ColossalAI
ColossalAI copied to clipboard
[BUG]: How can i save checkpoint trained by the way of GeminiDDP
🐛 Describe the bug
when running the model OPT,but i have no idea how to save the checkpoint. I tried the code
model = GeminiDDP(model, device=get_current_device(), placement_policy=PLACEMENT_POLICY, pin_memory=True)
model_to_save = model.module if hasattr(model, 'module') else model
model_to_save.save_pretrained(output_dir)
output_dir's file is so small,about 300k,but the model is 16G,in the mean while, it can't be loaded by transformers's api.
Environment
No response
add model = get_static_torch_model(model) before saving.
@haofanwang correct! get_static_torch_model will return a torch model, you can do whatever you want on it.
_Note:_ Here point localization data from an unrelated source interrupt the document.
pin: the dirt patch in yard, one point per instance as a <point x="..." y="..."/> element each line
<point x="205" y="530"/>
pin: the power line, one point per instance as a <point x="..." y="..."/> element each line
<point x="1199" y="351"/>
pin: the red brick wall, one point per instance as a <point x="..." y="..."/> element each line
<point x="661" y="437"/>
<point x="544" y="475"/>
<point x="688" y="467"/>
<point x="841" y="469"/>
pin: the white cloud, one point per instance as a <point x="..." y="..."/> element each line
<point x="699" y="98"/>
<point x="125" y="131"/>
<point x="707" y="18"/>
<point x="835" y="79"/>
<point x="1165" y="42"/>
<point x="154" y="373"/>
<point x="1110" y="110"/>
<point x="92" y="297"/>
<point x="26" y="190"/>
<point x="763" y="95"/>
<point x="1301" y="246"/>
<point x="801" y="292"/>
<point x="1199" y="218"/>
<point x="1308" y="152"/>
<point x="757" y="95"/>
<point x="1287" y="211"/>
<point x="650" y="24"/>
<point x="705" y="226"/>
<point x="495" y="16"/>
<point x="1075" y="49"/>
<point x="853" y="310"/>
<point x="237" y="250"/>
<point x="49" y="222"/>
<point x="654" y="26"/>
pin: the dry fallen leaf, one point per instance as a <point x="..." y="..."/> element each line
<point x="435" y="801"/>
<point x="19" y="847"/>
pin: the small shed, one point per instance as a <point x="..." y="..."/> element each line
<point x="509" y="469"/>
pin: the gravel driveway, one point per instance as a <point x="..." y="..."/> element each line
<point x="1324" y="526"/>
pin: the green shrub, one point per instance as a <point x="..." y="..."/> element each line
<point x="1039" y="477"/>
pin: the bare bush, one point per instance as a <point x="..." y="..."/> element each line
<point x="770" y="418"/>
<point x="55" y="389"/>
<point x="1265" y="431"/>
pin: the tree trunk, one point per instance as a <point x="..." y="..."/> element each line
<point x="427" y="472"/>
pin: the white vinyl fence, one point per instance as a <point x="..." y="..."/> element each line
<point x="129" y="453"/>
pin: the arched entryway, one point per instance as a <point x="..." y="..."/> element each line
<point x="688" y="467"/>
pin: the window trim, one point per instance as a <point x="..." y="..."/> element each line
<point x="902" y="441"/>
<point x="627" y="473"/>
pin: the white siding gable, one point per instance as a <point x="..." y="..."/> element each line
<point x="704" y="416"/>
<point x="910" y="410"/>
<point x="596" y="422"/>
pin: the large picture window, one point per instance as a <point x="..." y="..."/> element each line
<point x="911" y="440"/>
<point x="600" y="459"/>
@1SAA @FrankLeeeee we should add a chapter in our document on model saving and loading.
Thank you for the reply.
But I'm not sure whether this method model_to_save = model.module if hasattr(model, 'module') else model is a way of get_static_torch_model ? this method's checkpoint is only 170k. @feifeibear @haofanwang
No. Import the one below
from colossalai.nn.parallel.utils import get_static_torch_model
And add model = get_static_torch_model(model) before saving.
We have updated a lot. This issue was closed due to inactivity. Thanks.